Нам объясняют, что Ширак так антиизраильски настроен потому, что боится своих, французских арабов. Бедный Жак бен Ширак! Я бы по-человечески пожалел его, если бы не, например, Дрейфус, который случился до всяких арабов. Точно так же цвело и пахло во Франции тогда. И задолго до того точно так же обходились с евреями на Западе и на Востоке, на Украине и в Персии.
Точно так же не любили их филистимляне и амалкитяне, когда Украины и Персии не было в помине. Но те евреи и не нуждались ни в чьей любви. Рассчитывали на Бога, на свои и ближнего своего силы, и воевали. Чтобы выжить. Нынешние, к счастью, тоже.
Большинство журналистских обзоров сопоставляет перспективы сторон на несколько ближайших сезонов. Как правило, они рисуют израильское будущее в мрачных тонах, арабское в светлых. В Египте уйдет Мубарак, в Ливане Хизболла победит на выборах. И окажется наш Израиль (триумфально, как сказку, непонятно, с хорошим или с плохим концом, заключают свои статьи политические обозреватели) в том же положениии, что полвека назад, один против всех.
Что-то есть исключительно безвкусное, а назвать настоящим именем, то и безнравственное в таком подходе. Не потому, что бедный Израиль катится в пропасть, а журналистам и политикам все равно.
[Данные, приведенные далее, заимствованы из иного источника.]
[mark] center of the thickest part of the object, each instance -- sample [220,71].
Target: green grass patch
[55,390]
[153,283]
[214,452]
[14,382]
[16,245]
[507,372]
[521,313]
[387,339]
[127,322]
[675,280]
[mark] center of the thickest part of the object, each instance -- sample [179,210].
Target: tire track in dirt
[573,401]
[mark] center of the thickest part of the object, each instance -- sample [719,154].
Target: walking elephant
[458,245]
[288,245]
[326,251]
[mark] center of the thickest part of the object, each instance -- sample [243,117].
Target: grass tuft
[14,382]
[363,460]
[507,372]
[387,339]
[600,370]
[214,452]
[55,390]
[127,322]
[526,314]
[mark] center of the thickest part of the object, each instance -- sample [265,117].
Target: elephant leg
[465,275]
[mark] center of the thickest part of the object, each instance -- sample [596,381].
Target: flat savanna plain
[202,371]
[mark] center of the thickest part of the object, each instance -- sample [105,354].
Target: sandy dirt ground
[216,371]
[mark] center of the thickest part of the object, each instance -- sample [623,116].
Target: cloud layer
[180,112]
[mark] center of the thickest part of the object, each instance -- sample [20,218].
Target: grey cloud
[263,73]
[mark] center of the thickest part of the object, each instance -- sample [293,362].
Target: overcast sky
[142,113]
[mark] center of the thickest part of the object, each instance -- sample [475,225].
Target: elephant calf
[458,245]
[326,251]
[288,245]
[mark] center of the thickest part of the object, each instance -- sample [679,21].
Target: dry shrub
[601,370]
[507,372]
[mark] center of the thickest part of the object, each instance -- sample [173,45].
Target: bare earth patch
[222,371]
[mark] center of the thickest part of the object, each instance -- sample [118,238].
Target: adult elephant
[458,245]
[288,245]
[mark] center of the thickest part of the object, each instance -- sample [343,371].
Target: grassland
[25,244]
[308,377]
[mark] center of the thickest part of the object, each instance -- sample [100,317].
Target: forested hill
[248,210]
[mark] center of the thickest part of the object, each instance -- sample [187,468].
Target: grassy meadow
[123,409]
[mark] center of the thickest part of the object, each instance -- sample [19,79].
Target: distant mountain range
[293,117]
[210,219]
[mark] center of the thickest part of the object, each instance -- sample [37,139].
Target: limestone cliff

А потому, что катится или не катится, никто не знает, но в живых людей влетают пули и осколки снарядов, отчего они падают мертвыми или тяжело раненными, это определенно, а журналисты и политики делают ставки.
На самом деле неудовлетворенность болельщиков происходит оттого, что они обмануты в своих ожиданиях. Ждали разгромного счета, поэтому тот, который обеспечивает победу, им уже не победный. Ждали второй Шестидневной войны. Но та, уложившаяся в шесть суток 1967 года, уникальна – не я один, а весь мир тогда раскрыл рот, пораженный ее невероятным разворотом и итогом. Не все такие: эта – другая. И следующая, та, о которой пишет пресса и говорит ТВ, будет другая. Не стоит гадать, какая.
Молодые люди воспринимают время своей молодости как начало новой эпохи. Представление это в них так сильно, что, взрослея, они навязывают его остальному миру. Шестидесятники, по их убеждениям, отличаются от семидесятников, семидесятники от восьмидесятников. По мере отступления десятилетий в прошлое исторические периоды в сознании человечества укрупняются, история начинает оперировать четвертями столетия, половинами, наконец веками. И не оттого, что так удобнее охватывать время, и не ради обобщений или концепций, и не по причине размывания отступающих событий и людей. А потому, что, действительно, эпохи гораздо чаще не столь отличны одна от другой, сколь схожи.
Это наблюдение преследовало меня, когда я читал недавно вышедшую по-русски «Жизнь Антона Чехова» (Издательство Независимая Газета, 2006). Автор книги – Дональд Рейфилд, профессор Лондонского университета. На сбор и изучение материалов, а затем само писание он потратил годы, заметную часть своей жизни. И, судя по некоторым признакам, не прогадал.
Я имею в виду влияние, которое, если не ошибаюсь, произвели личность и судьба Чехова на автора. Два или три раза меня приглашали в Лондонский университет выступить с лекцией. У меня осталось впечатление довольно угрюмого заведения. Манера «исследования», в которой главное полнота и скрупулезность, засушивающие материал и обрекающие читателя на почтенную скуку, нет-нет и сквозит в книге, выдавая в Рейфильде «профессора». Но от того, что он цитирует и что сопоставляет, исходит мощное излучение чеховской индивидуальности. Она обладает такой творческой непреложностью, что вынуждает соответствовать себе биографа, подчиняет его литературный слог и образ мыслей. Во всяком случае в превосходном переводе О. Макаровой. Это язык, усвоивший Чехова, полновесный, точный, лишь изредка свидетельствующий, что им пользуются в начале XXI столетия.
«Жизнь Антона Чехова», в самом деле рассказывает, как он жил. Понятное дело, она учитывает, что он писал, но именно учитывает – в той же степени, что его занятие садом, рыбная ловля или посещение ресторана. Это жизнь человека, более или менее тиранически угнетаемого семьей все детство, отрочество и юность. А затем человека долга, приговоренного членов этой семьи так или иначе содержать. Параллельно – вступающего в связи, реже – заводящего романы, со среднестатистическим числом женщин, большинство которых притязало на его внимание до конца жизни. И над всем – слабого зрением, больного желудком и смертельно – туберкулезом. Но то, что он был мужественный, умный, честный и уникально одаренный, переводит эту жизнь из множества вызывающих бессильное сочувствие в разряд подлинно драматических, значительных, универсальных. Это герой… ну кого? Диккенса? Раннего Достоевского? Золя? Нет, все-таки – Чехова.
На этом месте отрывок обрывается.